I'm trying to replace/match with a regular expression based on some simple grammatical concepts. It's late, and I approached the regular expression website with the usual confidence that I could get the thing learnt in an evening. I do this about once every six months. Yes, I'm foolish.
Anyway, just in case there are any takers up at this hour (or indeed across the pond) could someone please give me a regular expression that upholds some simple grammatical rules:
Some general explanation would definitely warrant an upvote, as I'm sure this will help me in my quest for regex understanding.

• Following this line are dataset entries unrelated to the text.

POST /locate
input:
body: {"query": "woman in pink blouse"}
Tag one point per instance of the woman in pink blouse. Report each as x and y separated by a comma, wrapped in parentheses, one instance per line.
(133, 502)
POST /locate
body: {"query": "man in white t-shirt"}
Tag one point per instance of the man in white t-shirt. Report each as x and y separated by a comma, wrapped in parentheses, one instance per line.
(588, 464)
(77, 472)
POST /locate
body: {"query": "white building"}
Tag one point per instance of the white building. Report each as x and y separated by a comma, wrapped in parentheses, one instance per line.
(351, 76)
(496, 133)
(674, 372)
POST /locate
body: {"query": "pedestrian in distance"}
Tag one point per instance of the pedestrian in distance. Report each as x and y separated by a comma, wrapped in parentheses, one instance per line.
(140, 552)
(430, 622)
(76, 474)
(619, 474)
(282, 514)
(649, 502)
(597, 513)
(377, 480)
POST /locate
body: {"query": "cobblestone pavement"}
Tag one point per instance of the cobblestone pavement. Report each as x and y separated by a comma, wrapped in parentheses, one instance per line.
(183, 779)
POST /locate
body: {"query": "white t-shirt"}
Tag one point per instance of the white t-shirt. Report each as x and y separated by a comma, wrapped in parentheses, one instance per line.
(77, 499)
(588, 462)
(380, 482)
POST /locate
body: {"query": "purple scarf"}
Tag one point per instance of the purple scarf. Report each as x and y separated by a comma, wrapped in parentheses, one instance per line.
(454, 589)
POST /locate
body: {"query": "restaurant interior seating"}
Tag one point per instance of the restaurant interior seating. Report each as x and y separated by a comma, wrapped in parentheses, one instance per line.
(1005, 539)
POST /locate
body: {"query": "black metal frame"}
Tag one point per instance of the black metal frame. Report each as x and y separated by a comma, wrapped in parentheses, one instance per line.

Sorry to dampen the mood but I'm using Actionscript 3 to implement this. Not sure which regex engine it leverages but no doubt it'll have a few quirks to it. It's worth a shot in any regex implementation you're used to, though.
Here's a visual:
// string before
var string:String = '" Hello ,my name is Shennan ,, "he said . ';
string = string.replace(/* your regex magic */, /* replace with */);
trace(string); /* output: "Hello, my name is Shennan," he said. */
This handles the spaces before and after commas and periods:
var pattern:RegExp = / *([,.]) */g;
string.replace(pattern, "$1 ");
This handles the spaces before single quotes:
var pattern:RegExp = / *'/g;
string.replace(pattern, "'");
This handles repetitious commas, periods, and single quotes:
var pattern:RegExp = /([,.'])\1*/g;
string.replace(pattern, "$1");
There is no easy way to handle paired quotes, because, for example, quoted material (e.g. speech) that gets broken up into paragraphs often re-open quotes without closing quotes in the previous paragraphs. If and only if quotes are guaranteed to be paired evenly, then you can use:
var pattern:RegExp = /" *([^"]*)"/g;
string.replace(pattern, '"$1"');
var pattern:RegExp = /("[^"]*")(?![. ])/g;
string.replace(pattern, '$1 ');
Actionscript 3 supports backreferences as well as negative lookaheads, so all of the above should work, but admittedly I have not tested them (yet, as I need to run out).